Today, the U.S. Court of Appeals for the Fourth Circuit issued an unpublished decision in the black lung benefits claim of Ted Latusek. Consolidation Coal Co. v. Latusek, No. 16-1768, slip op. here [Latusek III], affirmed Mr. Latusek’s award in this long-running claim that was originally filed in 1994.
Mr. Latusek’s claim came to prominence after it was featured in Breathless and Burdened, the Pulitzer Prize-winning reporting of Chris Hamby. (Mr. Latusek’s case also got attention from the Charleston Gazette-Mail, as previously covered on this blog.)
Mr. Latusek’s claim involves a dispute over so-called IFP (idiopathic pulmonary fibrosis). It is an exemplar of the tortured procedural path that black lung claims can take.
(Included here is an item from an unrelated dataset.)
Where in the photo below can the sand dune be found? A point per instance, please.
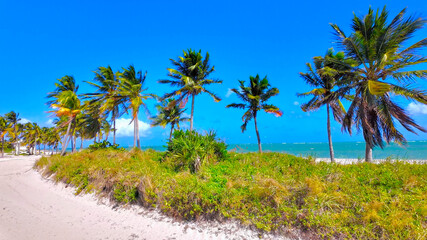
(35, 208)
Today’s decision makes the third time that it has reached the U.S. Court of Appeals for the Fourth Circuit.
In today’s per curiam decision by Judges Gregory, Motz, and Traxler, the Fourth Circuit affirmed Mr. Latusek’s award.
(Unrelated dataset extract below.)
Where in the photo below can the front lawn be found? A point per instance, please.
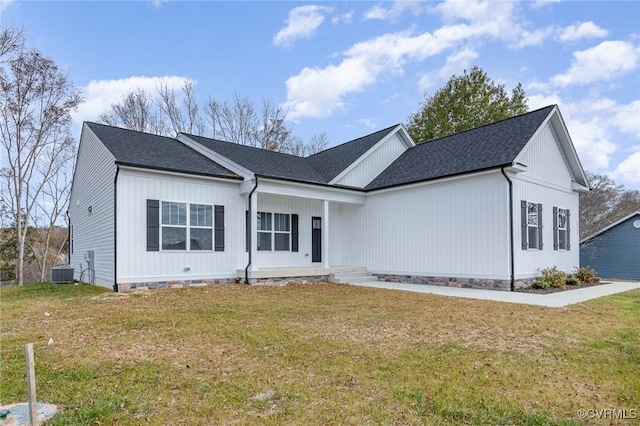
(316, 354)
In doing so, it held that even though the court had previously reversed an award of benefits to Mr. Latusek, the ALJ properly determined that a mistake in fact had been to support Mr. Latusek’s request to “modify” the prior decision under 33 U.S.C. § 922. The court explained that Mr. Latusek’s new award was based on substantial evidence that was not previously considered—even if there was some overlap with the prior evidence that was held insufficient.
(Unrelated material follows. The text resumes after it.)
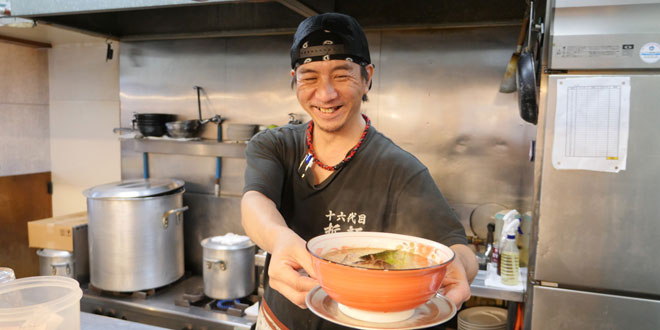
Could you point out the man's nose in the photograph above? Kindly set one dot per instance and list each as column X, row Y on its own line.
column 326, row 91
Practically speaking, this is likely to be the end of Mr. Latusek’s litigation. Theoretically, Consolidation Coal still has some avenues to seek additional review, but its chances of success are slim. (The U.S. Supreme Court has not reviewed a federal black lung benefits claim since 1994.)
Mr. Latusek’s claim shows the importance of patience and perseverance in federal black lung benefits law. Black lung claims usually don’t take 24 years, but as Mr. Latusek’s claim shows, they can.
Mr. Latusek was represented by Sue Anne Howard of Howard Law Office in Wheeling, West Virginia.
Consolidation Coal was represented by William S. Mattingly and Jeffrey R. Soukup of Jackson Kelly PLLC in Lexington, Kentucky.
The Director, OWCP was represented by Jeffrey S. Goldberg and others from the U.S. Department of Labor’s Solicitor’s Office.